Like An Expert in Murder, this new novel is set in 1930s London. Josephine is staying at her club,The Cowdray, and and working on a new book. This one is to be a fictionalised account of two women, Amelia Sach and Annie Walters. Famous as the 'Finchley baby farmers', they were hanged in Holloway Prison in the early years of the century after being found guilty of murdering babies. Josephine is hoping for some help and advice from her old teacher, Celia Bannerman, who, before taking up teaching, had been a wardress in Holloway and had known Amelia Sach. Also helping and advising her is her friend, Detective Inspector Archie Penrose. But soon she and Archie have something rather closer to hand to be concerned with. A young woman, recently released from prison, is found horrifically murdered in the workroom of the costume makers' business where she has been working. And although initially this seems to be a quite separate matter from Josephine's research, links start to appear and it becomes clear that the past, far from being dead and buried, is making itself felt in powerful but mysterious ways.

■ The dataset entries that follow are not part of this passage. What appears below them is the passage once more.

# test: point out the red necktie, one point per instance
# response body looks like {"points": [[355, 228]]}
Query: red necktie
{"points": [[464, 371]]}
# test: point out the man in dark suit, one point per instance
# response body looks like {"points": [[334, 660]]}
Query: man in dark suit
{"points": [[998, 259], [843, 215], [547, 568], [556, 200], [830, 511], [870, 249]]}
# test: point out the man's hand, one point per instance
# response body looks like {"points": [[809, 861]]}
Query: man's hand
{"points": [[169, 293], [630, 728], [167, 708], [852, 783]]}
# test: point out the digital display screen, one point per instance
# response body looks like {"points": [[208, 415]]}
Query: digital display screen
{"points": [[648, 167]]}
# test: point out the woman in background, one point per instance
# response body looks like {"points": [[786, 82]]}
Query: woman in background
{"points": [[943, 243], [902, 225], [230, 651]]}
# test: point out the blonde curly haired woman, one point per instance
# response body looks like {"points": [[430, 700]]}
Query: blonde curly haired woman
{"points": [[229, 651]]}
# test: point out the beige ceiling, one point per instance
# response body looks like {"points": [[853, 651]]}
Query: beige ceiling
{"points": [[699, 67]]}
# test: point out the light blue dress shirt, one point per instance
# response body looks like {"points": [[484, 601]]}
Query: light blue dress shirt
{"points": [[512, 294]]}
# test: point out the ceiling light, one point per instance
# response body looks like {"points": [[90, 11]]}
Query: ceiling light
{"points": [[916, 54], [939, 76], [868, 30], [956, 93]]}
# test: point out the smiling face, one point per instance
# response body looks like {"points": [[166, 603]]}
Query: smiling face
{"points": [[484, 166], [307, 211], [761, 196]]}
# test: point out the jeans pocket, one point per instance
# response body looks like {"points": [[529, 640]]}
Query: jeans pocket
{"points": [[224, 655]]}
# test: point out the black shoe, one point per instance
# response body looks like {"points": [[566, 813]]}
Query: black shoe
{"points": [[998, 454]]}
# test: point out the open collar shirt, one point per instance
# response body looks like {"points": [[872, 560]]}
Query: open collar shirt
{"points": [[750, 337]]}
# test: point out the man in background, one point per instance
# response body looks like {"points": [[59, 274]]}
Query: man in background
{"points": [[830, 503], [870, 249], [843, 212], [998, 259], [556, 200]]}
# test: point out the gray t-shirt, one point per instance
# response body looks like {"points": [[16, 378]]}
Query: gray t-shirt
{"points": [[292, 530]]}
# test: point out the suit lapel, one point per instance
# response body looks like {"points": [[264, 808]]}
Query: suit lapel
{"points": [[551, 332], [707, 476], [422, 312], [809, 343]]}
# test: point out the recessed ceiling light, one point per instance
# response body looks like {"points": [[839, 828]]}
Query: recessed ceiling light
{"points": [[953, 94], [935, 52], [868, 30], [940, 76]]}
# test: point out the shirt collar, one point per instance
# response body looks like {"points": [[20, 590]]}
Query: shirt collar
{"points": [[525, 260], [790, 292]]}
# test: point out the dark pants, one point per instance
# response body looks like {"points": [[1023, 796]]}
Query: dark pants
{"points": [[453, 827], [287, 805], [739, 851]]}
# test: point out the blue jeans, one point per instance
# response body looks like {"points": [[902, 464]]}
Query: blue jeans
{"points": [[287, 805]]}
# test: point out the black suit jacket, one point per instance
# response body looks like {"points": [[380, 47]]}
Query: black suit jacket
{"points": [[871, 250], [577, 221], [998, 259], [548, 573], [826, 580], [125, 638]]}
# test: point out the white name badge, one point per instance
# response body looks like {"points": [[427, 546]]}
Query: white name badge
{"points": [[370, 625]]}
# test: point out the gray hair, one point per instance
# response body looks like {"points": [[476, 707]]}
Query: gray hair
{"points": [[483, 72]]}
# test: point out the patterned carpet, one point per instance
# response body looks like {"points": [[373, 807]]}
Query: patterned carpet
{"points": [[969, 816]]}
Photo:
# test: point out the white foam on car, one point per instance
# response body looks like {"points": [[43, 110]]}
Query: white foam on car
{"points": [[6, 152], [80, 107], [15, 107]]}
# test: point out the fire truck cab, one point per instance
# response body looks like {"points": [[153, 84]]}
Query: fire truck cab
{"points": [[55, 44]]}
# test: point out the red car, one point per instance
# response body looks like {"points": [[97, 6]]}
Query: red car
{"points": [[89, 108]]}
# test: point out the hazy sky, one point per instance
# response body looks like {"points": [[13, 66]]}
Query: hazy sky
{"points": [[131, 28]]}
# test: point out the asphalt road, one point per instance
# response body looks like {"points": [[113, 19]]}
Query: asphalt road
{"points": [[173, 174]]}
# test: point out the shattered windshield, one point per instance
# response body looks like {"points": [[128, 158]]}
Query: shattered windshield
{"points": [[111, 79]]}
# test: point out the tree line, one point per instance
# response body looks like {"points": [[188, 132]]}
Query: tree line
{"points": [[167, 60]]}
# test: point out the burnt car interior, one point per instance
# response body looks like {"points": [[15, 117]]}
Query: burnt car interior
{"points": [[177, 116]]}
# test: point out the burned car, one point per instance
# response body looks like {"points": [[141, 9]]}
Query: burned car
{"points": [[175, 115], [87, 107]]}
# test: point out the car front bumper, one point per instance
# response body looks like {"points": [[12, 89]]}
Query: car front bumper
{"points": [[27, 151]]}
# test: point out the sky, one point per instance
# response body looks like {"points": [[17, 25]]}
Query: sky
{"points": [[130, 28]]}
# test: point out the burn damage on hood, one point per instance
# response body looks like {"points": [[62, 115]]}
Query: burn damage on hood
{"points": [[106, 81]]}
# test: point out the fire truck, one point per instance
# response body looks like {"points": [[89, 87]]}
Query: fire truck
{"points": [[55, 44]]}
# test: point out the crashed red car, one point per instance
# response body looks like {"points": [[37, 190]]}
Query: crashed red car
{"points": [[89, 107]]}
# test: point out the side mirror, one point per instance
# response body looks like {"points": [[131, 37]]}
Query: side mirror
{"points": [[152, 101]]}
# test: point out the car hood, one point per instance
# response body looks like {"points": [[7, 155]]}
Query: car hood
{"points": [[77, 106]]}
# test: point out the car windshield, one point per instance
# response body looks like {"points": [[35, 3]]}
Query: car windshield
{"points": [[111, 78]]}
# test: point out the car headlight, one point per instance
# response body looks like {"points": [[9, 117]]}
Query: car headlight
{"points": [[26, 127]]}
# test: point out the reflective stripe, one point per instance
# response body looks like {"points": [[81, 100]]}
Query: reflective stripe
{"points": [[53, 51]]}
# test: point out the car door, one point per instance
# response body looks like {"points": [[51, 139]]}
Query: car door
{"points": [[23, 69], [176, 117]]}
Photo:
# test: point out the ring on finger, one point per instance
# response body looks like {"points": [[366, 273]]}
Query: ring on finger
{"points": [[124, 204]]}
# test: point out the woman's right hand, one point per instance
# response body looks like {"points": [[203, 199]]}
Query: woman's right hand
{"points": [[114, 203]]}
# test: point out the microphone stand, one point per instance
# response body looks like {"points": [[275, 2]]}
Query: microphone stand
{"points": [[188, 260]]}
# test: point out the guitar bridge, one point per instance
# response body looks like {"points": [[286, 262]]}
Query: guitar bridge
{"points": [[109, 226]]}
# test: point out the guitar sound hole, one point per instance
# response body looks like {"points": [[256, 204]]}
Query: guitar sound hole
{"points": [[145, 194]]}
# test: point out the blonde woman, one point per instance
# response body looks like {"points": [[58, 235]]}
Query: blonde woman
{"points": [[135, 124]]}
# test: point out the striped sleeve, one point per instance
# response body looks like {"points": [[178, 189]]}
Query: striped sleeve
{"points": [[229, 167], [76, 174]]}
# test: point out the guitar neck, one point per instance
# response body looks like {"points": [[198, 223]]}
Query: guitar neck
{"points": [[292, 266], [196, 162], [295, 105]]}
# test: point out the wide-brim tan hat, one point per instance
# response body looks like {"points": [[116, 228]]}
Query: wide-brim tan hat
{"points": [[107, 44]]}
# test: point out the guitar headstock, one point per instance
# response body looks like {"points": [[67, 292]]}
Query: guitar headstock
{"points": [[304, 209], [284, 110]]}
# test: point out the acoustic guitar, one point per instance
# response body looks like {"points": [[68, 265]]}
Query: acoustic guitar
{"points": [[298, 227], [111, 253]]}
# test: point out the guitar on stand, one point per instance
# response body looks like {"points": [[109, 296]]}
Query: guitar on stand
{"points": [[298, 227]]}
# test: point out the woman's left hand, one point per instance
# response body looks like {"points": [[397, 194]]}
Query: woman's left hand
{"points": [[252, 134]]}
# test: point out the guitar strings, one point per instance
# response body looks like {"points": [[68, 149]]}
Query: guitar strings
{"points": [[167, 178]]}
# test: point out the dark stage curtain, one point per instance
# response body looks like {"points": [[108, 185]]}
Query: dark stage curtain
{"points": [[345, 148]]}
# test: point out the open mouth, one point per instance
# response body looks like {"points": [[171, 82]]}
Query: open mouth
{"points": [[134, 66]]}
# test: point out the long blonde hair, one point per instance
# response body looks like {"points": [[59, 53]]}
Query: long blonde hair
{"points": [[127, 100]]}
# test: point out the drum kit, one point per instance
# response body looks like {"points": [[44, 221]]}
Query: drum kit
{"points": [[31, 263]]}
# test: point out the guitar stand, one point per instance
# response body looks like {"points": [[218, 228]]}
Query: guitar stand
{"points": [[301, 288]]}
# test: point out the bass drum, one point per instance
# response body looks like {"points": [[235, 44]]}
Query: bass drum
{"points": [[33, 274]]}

Unfortunately I not only guessed the identity of the murderer, which in any case is revealed some way before the end, but also anticipated the twist which comes in the final pages. I do hate it when that happens. I'd love to say it didn't spoil my enjoyment but obviously it does, just a bit. However there is still a great deal to enjoy in this novel. The uncovering of the (true) facts of the Sach/Walters case and of baby farming in general is fascinating and chilling, and the research into prison conditions in the early twentieth century obviously meticulous. In addition, Josephine's social life mainly revolves around the theatre world of London's West End, and we meet numerous characters who are based on real people with only their names changed. So Josephine's actress friend Lydia is actually Gwen Ffrangcon-Davies, and Gwen's lifetime partner Marda Vanne appears as the beautiful, troubled Marta. Indeed Marta's attempts to seduce Josephine include sending her pages of a journal which, as Nicola Upson reveals in the Afterword, are taken verbatim from a journal letter written by the real Marda Vanne to the real Josephine Tey. Goodness! And, as I said at the beginning, my own relatives also appear -- my mother, Sophie Harris, as Lettice Motley and my aunt Margaret Harris as Ronnie Motley. In real life, Motley was the name under which they worked as theatre designers at this period, and their workshop in St Martin's Lane is here described in detail and indeed becomes the scene of the first murder. Strange. I am eagerly awaiting my father's appearance in one of Nicola Upson's forthcoming novels. But all of that notwithstanding, I think she does a great job of mingling fact and fiction. A very enjoyable read.